Furthermore, a table with a primary key made up of multiple fields violates the second normal form if one or more of the other fields do not depend on every part of the key.
Thus, a table with these fields wouldn’t meet the second normal form, because the attribute “product name” depends on the product ID but not on the order number:
Order number (primary key)
Product ID (primary key)
- Product name
Third normal form
The third normal form (3NF) adds to these rules the requirement that every non-key column be independent of every other column. If changing a value in one non-key column causes another value to change, that table does not meet the third normal form.
This keeps you from storing any derived data in the table, such as the “tax” column below, which directly depends on the total price of the order:
Additional forms of normalization have been proposed, including the Boyce-Codd normal form, the fourth through sixth normal forms, and the domain-key normal form, but the first three are the most common.
While these forms explain the best practices to follow generally, the degree of normalization depends on the context of the database.
Some users may want to access multiple dimensions of a single type of data, particularly in OLAP databases. For instance, they may want to know the sales by customer, state, and month. In this situation, it’s best to create a central fact table that other customer, state, and month tables can refer to, like this:
Data integrity rules
You should also configure your database to validate the data according to the appropriate rules. Many database management systems, such as Microsoft Access, enforce some of these rules automatically.
The entity integrity rule says that the primary key can never be NULL. If the key is made up of multiple columns, none of them can be NULL. Otherwise, it could fail to uniquely identify the record.

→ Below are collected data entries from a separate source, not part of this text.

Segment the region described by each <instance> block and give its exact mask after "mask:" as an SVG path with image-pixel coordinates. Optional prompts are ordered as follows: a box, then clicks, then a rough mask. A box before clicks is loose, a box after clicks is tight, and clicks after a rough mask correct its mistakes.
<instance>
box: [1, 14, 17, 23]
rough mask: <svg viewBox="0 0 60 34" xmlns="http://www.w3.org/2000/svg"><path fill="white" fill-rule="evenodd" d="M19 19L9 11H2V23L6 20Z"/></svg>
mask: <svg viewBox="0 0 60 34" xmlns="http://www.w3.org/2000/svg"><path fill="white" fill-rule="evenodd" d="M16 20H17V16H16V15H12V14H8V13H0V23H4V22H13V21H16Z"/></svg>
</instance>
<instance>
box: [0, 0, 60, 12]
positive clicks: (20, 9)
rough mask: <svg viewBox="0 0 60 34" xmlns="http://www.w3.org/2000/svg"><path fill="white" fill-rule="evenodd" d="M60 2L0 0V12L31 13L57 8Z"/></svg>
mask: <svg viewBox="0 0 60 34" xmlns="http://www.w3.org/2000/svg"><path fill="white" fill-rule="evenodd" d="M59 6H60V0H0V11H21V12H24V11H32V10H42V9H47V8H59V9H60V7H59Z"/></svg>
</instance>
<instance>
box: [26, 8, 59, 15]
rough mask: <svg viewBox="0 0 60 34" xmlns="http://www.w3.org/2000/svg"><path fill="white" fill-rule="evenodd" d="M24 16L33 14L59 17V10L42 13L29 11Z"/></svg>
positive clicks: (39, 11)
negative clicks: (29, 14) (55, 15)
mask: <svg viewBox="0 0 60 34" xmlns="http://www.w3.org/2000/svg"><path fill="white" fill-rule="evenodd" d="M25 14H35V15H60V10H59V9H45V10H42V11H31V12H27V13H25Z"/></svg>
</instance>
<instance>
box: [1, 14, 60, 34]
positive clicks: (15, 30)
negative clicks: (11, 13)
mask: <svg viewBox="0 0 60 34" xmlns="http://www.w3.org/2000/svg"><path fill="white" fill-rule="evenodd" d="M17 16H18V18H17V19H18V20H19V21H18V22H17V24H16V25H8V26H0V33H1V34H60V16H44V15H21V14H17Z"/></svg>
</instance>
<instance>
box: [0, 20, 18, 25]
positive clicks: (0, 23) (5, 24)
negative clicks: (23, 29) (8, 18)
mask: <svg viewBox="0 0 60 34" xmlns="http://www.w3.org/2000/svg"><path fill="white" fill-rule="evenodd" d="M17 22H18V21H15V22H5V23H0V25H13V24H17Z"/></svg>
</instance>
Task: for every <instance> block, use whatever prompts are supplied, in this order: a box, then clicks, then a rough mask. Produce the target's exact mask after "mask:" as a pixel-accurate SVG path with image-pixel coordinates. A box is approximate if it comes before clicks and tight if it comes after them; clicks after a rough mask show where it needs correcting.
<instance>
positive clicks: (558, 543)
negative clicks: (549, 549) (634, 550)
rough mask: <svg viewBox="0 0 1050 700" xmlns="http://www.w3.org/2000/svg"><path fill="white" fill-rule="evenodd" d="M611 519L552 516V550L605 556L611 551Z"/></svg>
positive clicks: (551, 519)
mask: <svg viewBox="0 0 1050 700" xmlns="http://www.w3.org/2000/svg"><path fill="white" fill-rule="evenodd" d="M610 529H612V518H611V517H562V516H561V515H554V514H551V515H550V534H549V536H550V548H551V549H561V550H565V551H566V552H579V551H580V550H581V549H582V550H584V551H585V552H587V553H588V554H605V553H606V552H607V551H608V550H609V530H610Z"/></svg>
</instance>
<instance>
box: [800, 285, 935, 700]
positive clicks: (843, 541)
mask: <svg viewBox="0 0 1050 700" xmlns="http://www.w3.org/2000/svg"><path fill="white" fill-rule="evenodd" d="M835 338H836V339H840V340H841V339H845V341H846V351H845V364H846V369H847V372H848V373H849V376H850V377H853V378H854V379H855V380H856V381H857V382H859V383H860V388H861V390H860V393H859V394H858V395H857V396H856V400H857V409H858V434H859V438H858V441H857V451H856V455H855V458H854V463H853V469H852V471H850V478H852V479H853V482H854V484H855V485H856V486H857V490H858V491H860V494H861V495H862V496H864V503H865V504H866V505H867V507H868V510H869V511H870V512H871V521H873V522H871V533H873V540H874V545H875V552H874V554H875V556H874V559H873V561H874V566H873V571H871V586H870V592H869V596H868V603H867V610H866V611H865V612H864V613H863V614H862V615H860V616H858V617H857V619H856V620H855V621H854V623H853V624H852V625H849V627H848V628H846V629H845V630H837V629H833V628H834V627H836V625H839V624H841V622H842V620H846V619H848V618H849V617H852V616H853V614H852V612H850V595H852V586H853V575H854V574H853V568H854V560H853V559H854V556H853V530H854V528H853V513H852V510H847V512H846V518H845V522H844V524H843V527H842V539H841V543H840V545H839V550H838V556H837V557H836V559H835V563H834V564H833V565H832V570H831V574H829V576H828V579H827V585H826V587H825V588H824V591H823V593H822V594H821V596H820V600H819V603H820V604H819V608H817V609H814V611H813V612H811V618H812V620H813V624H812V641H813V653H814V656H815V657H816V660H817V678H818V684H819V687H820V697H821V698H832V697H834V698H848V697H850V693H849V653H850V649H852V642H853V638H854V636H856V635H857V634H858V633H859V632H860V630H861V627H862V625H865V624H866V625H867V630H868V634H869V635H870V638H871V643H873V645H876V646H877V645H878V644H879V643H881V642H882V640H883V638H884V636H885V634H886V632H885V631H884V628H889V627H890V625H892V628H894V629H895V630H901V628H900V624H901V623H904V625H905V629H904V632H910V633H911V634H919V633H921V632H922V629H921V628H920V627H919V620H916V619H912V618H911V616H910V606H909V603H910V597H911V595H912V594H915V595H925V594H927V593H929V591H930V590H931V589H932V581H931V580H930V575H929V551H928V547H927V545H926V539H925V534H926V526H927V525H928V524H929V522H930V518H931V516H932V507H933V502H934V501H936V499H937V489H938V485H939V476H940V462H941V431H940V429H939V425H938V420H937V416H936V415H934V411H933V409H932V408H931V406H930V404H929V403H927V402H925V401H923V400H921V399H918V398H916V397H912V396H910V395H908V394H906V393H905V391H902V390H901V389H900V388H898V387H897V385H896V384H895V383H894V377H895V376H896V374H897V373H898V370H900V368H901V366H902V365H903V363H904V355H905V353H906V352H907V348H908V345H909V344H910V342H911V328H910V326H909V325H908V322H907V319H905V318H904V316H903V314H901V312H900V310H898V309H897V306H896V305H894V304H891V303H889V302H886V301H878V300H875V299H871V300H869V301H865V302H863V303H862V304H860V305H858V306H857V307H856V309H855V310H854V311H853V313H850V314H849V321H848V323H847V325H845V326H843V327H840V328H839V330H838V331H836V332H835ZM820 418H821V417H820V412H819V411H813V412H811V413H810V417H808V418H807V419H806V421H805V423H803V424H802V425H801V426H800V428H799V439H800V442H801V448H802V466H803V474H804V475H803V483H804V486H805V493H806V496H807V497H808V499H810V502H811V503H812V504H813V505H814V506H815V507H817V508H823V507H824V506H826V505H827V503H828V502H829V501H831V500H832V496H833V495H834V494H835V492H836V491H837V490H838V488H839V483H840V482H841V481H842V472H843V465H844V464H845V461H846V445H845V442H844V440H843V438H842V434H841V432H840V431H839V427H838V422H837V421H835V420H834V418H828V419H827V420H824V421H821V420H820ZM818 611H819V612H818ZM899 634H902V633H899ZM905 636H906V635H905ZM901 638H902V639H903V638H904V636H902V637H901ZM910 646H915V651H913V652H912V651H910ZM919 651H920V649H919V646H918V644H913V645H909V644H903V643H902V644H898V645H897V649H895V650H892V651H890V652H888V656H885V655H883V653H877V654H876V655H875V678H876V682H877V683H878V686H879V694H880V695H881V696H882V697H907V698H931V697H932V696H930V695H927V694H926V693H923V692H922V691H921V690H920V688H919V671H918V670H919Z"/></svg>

The referential integrity rule requires each foreign key listed in one table to be matched with one primary key in the table it references. If the primary key changes or is deleted, those changes will need to be implemented wherever that key is referenced throughout the database.
Business logic integrity rules make sure that the data fits within certain logical parameters. For instance, an appointment time would have to fall within normal business hours.
Adding indexes and views
An index is essentially a sorted copy of one or more columns, with the values either in ascending or descending order. Adding an index allows users to find records more quickly. Instead of re-sorting for each query, the system can access records in the order specified by the index.
Although indexes speed up data retrieval, they can slow down inserting, updating, and deleting, since the index has to be rebuilt whenever a record is changed.
A view is simply a saved query on the data. They can usefully join data from multiple tables or else show part of a table.
Once you have the basic layout completed, you can refine the database with extended properties, such as instructional text, input masks, and formatting rules that apply to a particular schema, view, or column. The advantage is that, because these rules are stored in the database itself, the presentation of the data will be consistent across the multiple programs that access the data.
SQL and UML
The Unified Modeling Language (UML) is another visual way of expressing complex systems created in an object-oriented language. Several of the concepts mentioned in this guide are known in UML under different names. For instance, an entity is known as a class in UML.
UML is not used as frequently today as it once was. Today, it is often used academically and in communications between software designers and their clients.
Database management systems
Many of the design choices you will make depend on which database management system you use. Some of the most common systems include:
Microsoft SQL Server
When given the choice, pick an appropriate database management system based on cost, operating systems, features, and more.